- Directed by: Katt Shea
- Written by: Katt Shea
- Produced by: Andy Ruben executive Roger Corman
- Starring: Maria Ford
- Cinematography: Phedon Papamichael
- Edited by: Stephen Mark
- Music by: Gary Stockdale
- Production company: Concorde Pictures
- Distributed by: Concorde Pictures
- Release date: March 31, 1989;
- Running time: 82 minutes
- Country: United States
- Language: English

= Stripped to Kill II: Live Girls =

Stripped to Kill II: Live Girls is a 1989 American film directed by Katt Shea and starring Maria Ford. It is a sequel to Stripped to Kill (1987).

The film was made after Dance of the Damned. It had finished filming on Saturday and Roger Corman called and asked Shea if she could come up with a movie by Monday because he still had the strip joint set for a few more days. Shea and her crew went in on Monday and shot topless dancing footage for five days. She and partner Andy Ruben then took three weeks off to write a film about it.

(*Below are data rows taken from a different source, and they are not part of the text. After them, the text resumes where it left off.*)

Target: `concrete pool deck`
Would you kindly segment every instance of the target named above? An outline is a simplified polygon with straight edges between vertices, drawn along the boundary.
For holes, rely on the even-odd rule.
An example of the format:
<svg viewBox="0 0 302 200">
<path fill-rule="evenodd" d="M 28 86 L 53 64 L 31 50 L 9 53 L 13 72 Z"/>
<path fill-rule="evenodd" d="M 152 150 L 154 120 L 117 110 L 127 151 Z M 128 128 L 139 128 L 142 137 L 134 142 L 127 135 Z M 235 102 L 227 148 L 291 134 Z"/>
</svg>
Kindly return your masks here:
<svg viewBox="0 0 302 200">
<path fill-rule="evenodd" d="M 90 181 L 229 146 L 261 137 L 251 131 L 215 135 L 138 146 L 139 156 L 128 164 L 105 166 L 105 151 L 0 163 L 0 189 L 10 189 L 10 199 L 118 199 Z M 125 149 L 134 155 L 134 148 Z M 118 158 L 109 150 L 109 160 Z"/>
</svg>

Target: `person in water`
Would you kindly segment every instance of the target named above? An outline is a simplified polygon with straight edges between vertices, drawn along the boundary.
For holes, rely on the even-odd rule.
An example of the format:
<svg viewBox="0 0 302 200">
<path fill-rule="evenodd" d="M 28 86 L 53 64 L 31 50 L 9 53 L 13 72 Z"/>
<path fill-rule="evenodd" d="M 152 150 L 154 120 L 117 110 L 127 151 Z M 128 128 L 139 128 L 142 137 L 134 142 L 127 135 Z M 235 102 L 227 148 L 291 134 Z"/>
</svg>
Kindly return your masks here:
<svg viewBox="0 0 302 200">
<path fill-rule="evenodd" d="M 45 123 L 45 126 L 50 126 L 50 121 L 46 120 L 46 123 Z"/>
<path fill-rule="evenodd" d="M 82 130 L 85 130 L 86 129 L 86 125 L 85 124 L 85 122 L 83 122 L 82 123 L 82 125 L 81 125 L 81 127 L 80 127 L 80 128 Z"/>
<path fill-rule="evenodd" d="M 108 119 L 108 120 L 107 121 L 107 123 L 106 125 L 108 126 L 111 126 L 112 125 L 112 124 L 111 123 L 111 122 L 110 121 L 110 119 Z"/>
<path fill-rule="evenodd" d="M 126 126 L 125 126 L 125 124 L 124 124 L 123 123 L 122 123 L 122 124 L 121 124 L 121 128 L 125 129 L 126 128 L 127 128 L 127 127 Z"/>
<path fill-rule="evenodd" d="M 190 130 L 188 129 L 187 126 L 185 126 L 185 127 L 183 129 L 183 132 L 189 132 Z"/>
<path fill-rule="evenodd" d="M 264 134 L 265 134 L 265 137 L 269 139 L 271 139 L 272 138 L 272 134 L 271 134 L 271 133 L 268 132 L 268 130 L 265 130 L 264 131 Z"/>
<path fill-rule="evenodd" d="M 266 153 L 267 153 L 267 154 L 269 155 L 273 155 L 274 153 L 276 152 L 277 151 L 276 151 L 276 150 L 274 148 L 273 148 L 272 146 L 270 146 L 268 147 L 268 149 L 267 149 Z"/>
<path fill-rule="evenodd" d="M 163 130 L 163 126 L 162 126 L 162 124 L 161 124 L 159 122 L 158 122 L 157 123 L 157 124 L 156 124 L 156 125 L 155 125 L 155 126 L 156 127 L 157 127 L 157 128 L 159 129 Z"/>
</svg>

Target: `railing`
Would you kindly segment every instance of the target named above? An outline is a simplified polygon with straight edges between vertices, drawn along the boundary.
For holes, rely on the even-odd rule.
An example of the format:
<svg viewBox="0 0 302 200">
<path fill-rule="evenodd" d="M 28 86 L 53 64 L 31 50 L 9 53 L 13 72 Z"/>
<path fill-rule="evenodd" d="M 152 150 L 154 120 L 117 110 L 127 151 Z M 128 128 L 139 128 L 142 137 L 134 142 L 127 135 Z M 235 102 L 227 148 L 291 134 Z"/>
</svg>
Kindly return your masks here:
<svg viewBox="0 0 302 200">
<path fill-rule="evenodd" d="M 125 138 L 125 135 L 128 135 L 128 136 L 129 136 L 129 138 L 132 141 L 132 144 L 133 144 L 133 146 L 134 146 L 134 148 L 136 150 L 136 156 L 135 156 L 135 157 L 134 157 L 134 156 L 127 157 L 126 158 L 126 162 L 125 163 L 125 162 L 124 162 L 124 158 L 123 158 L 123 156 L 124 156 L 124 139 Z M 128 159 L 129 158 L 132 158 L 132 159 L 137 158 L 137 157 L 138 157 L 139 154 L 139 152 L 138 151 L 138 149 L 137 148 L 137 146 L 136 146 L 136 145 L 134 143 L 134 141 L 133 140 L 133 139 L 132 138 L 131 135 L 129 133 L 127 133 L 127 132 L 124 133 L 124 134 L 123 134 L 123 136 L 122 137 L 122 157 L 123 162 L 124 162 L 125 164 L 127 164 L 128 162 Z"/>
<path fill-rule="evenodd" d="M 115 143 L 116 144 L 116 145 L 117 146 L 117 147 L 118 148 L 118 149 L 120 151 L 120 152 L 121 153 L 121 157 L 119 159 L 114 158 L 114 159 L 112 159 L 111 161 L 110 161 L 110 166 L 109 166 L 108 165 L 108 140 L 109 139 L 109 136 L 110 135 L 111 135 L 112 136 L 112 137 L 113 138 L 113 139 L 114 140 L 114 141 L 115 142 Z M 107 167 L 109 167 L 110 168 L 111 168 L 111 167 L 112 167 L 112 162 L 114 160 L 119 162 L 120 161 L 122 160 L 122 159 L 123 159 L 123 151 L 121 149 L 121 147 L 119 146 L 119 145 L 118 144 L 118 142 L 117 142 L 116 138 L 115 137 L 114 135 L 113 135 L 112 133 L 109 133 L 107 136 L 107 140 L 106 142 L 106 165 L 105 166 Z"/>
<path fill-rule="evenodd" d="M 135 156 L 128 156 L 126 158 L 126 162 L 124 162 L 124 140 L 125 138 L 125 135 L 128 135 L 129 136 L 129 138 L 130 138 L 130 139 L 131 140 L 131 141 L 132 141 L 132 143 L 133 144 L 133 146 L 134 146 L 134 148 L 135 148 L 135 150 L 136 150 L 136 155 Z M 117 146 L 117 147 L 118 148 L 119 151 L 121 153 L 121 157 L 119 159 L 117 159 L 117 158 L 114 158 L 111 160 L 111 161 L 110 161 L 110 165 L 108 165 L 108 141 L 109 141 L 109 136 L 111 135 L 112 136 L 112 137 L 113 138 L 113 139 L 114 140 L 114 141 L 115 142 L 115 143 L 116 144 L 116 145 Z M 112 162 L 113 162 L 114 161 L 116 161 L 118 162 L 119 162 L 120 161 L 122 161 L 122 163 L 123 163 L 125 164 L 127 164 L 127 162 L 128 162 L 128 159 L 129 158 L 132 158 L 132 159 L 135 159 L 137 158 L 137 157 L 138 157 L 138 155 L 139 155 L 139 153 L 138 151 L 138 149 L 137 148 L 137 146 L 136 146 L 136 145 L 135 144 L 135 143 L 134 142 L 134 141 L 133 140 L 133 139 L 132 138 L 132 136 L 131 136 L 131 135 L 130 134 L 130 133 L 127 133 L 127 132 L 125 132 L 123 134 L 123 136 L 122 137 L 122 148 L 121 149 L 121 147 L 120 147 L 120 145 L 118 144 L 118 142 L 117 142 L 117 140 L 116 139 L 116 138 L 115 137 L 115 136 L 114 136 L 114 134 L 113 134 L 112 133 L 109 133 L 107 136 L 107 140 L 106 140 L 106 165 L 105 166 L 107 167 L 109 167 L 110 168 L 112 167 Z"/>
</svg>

Writer-director Katt Shea later admitted:
I didn't have a script. I was almost shooting it and making it up as I went along. So when people tell me they love that movie so much I just kind of go 'why?' I didn't know what I was doing! I was flying by the seat of my pants completely! And it just amazes me because these other scripts that I've worked so hard on, I expect people to like them but Stripped to Kill 2, I was writing it as I went, honestly.

==Cast==
- Maria Ford as Shady
- Eb Lottimer as Sergeant Decker
- Karen Mayo-Chandler as Cassandra
- Marjean Holden as Something Else
- Birke Tan as Dazzle
- Debra Lamb as Mantra

==Reception==
Variety called it "a fairly engaging low-key thriller that achieves more than the usual."